The 40,000-square-foot first phase of retail at CityWay is on track to be 90-percent leased by year's end, said Natasha Evans, Buckingham's director of leasing, during an interview at the International Council of Shopping Centers annual deal-making convention in Las Vegas.
Buckingham has closed leases for roughly 15,000 square feet and is finalizing another 10,000 square feet of retail deals to complement the project's boutique hotel, luxury apartments and YMCA branch.
Among the first committed tenants: Cerulean Restaurant, an "ingredient-driven" fine dining experience led by Indiana chef Caleb France, which is taking a 6,200-square-foot first-floor space in The Alexander hotel. France operates a critically acclaimed restaurant of the same name in Winona Lake, Ind.

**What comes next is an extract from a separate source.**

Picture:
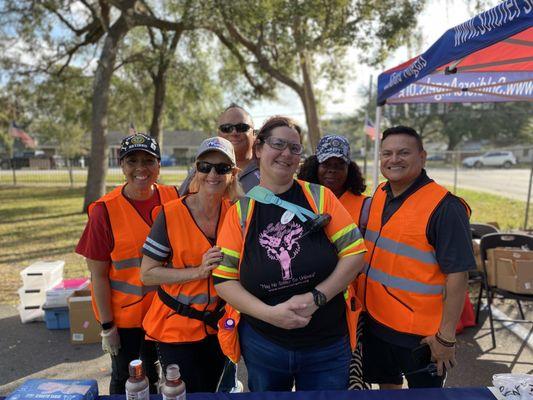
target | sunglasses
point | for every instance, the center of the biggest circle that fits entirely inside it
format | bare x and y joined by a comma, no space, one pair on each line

A mixology bar and American brasserie called Plat 99 is taking 6,600 square feet on the second floor. The name was inspired by CityWay's spot on Alexander Ralston's original plat of Indianapolis.
Fast-casual restaurants and bars plan to take the first floors of the three apartment buildings along the east side of Delaware Street. The lineup will include Qdoba (opening a second downtown location), a national self-serve frozen yogurt chain, a 4,200-square-foot regional sports bar and a homegrown pizza concept, retail industry sources said.
The sources said the pizza offering is not Neal Brown's Pizzology or Martha Hoover's Napolese, which already plans a downtown restaurant at 30 South Meridian. It also wasn't clear which frozen yogurt chain has the inside track to become the first in the downtown core. (Evans declined to discuss the non-hotel deals since neither Buckingham nor the tenants have made the plans public.)
A proposed second phase of retail, which would more than double CityWay's offerings, tentatively calls for a big-box retail store taking up to 48,000 square feet at the northwest corner of Delaware and South streets, a handful of smaller retail buildings and first-floor retail in a new office building at the northeast corner of South and Alabama streets.
Evans said the plans for the second phase could change dramatically, based on market demand.
Buckingham's goal is to create a restaurant district that will bring people downtown and capitalize on traffic from both Lucas Oil Stadium and Bankers Life Fieldhouse.
"People will decide to go to CityWay, then figure out where to eat," Evans explained.
The site is a retailer's dream thanks to a huge daytime population fed by the corporate offices of Eli Lilly and Co., WellPoint Inc. and Rolls Royce, said Frank E. Swiss, a veteran retail broker and principal of Carmel-based SwissCo Real Estate.
The addition of the YMCA branch, 157-room boutique hotel and 320 upscale apartment only boosts the site's prospects with retailers.
"It's just a matter of timing," Swiss said. "This is something people needed to see coming out of the ground. Now that it is, it should lease up well."
Swiss said retailers are showing fresh interest in the area along South Street. He's working with developer Ryan Zickler, architect of the stalled plan for Legends District SoDo, on the sale or development of a 1.2-acre surface parking lot at the southeast corner of Madison and South streets.
He's fielded pitches from a national retailer, a not-for-profit interested in a new headquarters and three developers with proposed plans of their own for the site.